Ah, whimsy. It really is my thing. So I was totally tickled when Convio President Sheeraz Haji walked into a session being presented by Scottish fundraising powerhouse Bernard Ross at the Bridge Conference in D.C. last month. Sheeraz is quite the nice guy, but it wasn’t his mere presence that gave me the giggles.
He walked into the room about halfway through the session, as if on cue, just as Bernard was finishing up saying something very close to, “There’s a session in the next room about fundraising on the Internet. I wanted to stick my head in the door and shout, ‘The Internet? Hello! The Internet happened 20 years ago. It’s done. Deal with it! Mobile, people. Mobile!’”
Convio, of course, is a company dedicated to helping nonprofits raise money. On. The. Internet.
I don’t know how many people caught the timing or knew who Sheeraz is, but to me it was one of this terrific conference’s more sublime moments.
Actually, Bernard was on a roll.

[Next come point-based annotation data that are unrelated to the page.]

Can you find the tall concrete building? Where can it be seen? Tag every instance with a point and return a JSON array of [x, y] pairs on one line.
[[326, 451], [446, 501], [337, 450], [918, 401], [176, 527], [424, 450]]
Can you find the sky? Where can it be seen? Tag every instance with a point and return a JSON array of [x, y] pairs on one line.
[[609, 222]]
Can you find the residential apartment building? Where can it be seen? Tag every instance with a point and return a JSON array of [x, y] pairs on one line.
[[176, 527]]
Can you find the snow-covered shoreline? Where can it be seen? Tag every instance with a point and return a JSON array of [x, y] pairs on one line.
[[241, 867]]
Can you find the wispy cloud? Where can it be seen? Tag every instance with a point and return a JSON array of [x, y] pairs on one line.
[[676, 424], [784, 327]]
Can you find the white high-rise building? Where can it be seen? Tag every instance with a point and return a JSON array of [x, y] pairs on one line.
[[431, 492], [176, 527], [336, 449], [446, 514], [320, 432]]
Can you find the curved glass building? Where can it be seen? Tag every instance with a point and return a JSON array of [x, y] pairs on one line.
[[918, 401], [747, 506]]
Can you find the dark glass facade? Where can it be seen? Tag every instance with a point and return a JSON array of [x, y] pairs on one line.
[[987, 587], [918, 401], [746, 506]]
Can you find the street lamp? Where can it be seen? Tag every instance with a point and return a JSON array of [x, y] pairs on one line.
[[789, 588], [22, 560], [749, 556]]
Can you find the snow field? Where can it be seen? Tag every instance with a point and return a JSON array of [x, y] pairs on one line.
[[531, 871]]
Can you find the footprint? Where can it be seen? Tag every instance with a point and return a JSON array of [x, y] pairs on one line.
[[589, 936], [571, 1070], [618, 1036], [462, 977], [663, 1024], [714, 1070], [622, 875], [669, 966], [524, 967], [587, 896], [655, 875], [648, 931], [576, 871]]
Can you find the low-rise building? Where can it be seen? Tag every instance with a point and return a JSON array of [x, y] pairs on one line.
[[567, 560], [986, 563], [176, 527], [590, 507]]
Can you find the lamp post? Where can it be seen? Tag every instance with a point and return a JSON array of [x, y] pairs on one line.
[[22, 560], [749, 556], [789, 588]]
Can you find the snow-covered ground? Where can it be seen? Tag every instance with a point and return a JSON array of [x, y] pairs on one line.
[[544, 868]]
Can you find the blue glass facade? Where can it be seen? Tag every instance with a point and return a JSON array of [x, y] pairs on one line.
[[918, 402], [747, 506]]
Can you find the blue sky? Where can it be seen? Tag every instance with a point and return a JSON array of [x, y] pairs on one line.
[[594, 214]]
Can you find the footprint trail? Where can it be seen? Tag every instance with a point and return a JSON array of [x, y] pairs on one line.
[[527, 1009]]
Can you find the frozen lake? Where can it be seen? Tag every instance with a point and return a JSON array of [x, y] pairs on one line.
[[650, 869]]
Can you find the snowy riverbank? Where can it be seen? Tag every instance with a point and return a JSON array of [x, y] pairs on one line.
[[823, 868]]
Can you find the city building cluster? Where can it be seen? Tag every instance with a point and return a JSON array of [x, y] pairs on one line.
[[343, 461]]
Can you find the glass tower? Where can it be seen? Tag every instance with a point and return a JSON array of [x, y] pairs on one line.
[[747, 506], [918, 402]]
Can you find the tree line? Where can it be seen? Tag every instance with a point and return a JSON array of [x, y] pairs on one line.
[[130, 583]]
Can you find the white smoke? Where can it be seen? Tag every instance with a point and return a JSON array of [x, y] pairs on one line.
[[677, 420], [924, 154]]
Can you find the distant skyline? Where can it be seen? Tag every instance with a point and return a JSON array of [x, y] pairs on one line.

He and fellow Briton/fundraiser/smart ass Tony Elischer spent two whole sessions zinging Creative Direct Response’s Geoff Peters about how “over” direct-mail fundraising is, as well.
It was all in good fun but, more importantly, the banter among these brilliant folks — and the many others like them who spoke — was perfectly aligned with the theme of the conference and the place where the development sector is right now: It’s all about integration.
No one is going to yell, “This doesn’t work anymore. Throw it away and try this!” (Well, Bernard kind of did … but he’s a special case.) The challenge no longer is just to be daring and creative. That might have been true at the beginning of the millennium when the sector, in general, was abuzz over the ability to accept donations online. Now you have to be daring and creative and centered enough to know how to use bright ideas, new technologies and cutting-edge strategies to both complement and bolster what you’ve been doing all along. Sure, some of the old is rubbish. But so is some of the new. And there’s gold to be found in both camps.